Secondo quanto dichiarato dal presidente di Telefonica, Cesar Alierta, Google dovrebbe “dividere” parte del suo revenue derivante dalla pubblicità online con i carrier come forma di riconoscimento per i miliardi di euro che le telecom stanno investendo nelle infrastrutture fisse e mobili per accrescere la velocità di download e la capacità del network. E, nel caso non si riuscisse a raggiungere alcun accordo di revenue sharing tra i motori di ricerca, Google in testa, e gli operatori di rete, Alierta ritiene che dovrebbero intervenire i regolatori proponendo una conciliazione super partes.

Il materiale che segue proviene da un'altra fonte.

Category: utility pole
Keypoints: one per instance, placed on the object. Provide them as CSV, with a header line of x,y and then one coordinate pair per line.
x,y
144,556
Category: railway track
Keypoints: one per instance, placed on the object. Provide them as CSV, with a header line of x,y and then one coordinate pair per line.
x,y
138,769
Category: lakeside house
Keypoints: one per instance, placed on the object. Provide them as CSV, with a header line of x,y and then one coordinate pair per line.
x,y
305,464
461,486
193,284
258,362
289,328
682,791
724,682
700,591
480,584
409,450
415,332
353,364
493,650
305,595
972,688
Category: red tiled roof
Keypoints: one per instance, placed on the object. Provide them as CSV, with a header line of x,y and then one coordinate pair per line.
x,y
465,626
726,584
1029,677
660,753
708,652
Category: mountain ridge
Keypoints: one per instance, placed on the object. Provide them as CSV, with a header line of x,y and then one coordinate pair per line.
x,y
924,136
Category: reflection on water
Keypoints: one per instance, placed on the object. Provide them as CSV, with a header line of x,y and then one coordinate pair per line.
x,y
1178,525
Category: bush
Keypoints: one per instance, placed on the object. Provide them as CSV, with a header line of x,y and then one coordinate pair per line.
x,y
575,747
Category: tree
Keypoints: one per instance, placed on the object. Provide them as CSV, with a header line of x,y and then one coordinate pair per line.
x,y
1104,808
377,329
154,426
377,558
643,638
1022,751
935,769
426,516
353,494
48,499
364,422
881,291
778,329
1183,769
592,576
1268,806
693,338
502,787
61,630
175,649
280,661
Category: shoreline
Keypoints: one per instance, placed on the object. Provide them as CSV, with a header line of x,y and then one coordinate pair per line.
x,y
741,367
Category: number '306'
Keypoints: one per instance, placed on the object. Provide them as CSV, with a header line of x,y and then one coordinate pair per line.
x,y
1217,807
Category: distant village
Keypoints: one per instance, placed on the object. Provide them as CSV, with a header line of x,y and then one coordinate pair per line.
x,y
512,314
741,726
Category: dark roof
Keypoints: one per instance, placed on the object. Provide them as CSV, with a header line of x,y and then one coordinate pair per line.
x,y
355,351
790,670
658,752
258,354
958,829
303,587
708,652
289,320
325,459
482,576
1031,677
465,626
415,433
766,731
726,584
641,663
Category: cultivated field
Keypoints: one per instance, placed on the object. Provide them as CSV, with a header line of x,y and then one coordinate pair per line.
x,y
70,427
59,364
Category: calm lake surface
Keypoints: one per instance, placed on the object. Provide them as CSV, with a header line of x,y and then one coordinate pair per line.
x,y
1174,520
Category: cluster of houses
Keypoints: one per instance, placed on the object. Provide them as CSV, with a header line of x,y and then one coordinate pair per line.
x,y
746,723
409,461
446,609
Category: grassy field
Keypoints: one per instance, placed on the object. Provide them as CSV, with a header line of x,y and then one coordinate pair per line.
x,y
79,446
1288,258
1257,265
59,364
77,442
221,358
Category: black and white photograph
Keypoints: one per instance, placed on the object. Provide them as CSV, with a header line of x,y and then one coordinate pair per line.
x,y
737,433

Nella visione del Ceo di France Telecom, Stephane Richard, oggi, nel business della rete, l’ago della bilancia è decisamente spostato verso un unico vincitore: Google. “Dall’altro lato ci sono le vittime, che sono i content provider, e, entro certi limiti, gli operatori di rete. Non possiamo accettarlo”. Il numero uno di Deutsche Telekom, Rene Obermann, ha sottolineato che "Non c’è un solo servizio che non si fondi sull'offerta di rete. E noi non possiamo permettere che questa offerta sia gratis”.

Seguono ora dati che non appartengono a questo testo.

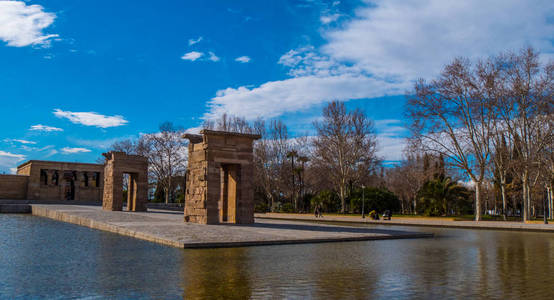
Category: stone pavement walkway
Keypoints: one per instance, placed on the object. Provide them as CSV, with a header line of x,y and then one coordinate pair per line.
x,y
413,222
168,228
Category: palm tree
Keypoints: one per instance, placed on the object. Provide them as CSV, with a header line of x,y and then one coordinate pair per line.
x,y
441,196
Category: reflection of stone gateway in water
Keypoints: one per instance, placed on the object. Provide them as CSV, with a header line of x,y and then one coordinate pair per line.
x,y
219,178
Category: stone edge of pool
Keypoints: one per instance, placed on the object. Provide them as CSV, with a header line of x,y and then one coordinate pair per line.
x,y
44,211
485,225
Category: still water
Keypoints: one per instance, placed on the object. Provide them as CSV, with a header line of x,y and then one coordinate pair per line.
x,y
42,258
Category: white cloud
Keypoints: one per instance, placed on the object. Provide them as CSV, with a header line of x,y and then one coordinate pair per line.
x,y
274,98
9,160
22,25
387,45
391,140
413,38
91,118
195,41
98,144
40,127
68,150
243,59
19,141
213,57
192,56
326,19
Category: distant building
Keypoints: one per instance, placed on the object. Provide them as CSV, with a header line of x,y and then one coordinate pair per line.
x,y
51,180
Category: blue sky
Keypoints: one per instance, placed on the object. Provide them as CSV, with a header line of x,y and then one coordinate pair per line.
x,y
75,76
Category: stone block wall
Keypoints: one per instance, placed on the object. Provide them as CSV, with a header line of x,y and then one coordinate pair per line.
x,y
219,178
13,187
38,189
117,164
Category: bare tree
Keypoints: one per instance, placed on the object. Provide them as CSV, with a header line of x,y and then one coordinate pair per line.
x,y
166,153
524,109
345,146
450,118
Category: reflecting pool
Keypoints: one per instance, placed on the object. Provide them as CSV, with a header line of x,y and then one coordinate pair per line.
x,y
42,258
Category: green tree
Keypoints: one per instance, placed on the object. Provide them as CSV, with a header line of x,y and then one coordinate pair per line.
x,y
443,196
378,199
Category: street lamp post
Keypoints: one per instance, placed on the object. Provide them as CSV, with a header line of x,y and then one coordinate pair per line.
x,y
363,201
545,210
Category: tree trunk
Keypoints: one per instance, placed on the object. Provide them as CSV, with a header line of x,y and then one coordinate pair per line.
x,y
524,207
530,213
168,190
342,199
477,201
503,194
551,195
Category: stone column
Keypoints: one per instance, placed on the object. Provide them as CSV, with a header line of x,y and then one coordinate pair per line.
x,y
50,177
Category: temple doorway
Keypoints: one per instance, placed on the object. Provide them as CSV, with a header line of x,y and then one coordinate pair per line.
x,y
230,192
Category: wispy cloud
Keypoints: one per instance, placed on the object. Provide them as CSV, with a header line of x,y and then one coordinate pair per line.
x,y
387,45
22,25
213,57
40,127
98,144
195,41
91,118
19,141
192,56
68,150
243,59
9,160
326,19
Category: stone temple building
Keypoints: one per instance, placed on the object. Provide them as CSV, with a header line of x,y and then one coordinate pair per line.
x,y
52,180
69,182
219,178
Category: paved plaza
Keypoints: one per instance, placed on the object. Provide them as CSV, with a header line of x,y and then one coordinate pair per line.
x,y
167,227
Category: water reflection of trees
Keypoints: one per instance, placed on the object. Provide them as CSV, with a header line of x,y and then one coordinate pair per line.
x,y
216,274
525,264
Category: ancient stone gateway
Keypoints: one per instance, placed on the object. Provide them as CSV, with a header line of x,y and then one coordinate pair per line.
x,y
117,164
219,178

Il contributo di Google al traffico dati mondiale si è moltiplicato per sei tra il 2007 e il 2009, secondo Arbor Networks. Il senior policy director di Google, Rick Whitt, respinge però le accuse secondo cui l’azienda sfrutterebbe a suo vantaggio un “passaggio gratis sulle reti altrui”, affermando invece che Google spende pesantemente sulle proprie reti dati per trasportare il suo traffico fino al momento in cui viene consegnato ai carrier di tutto il mondo. La scorsa settimana, Reinaldo Rodríguez, presidente del regolatore telecom spagnolo Cmt ha condiviso questa posizione sostenendo: “Non vedo motivo per costringere Google a dividere le entrate con Telefonica”. Rodríguez trova infondate le argomentazioni del tipo: “Visto che il tuo business usa la mia infrastruttura, voglio parte del tuo business”.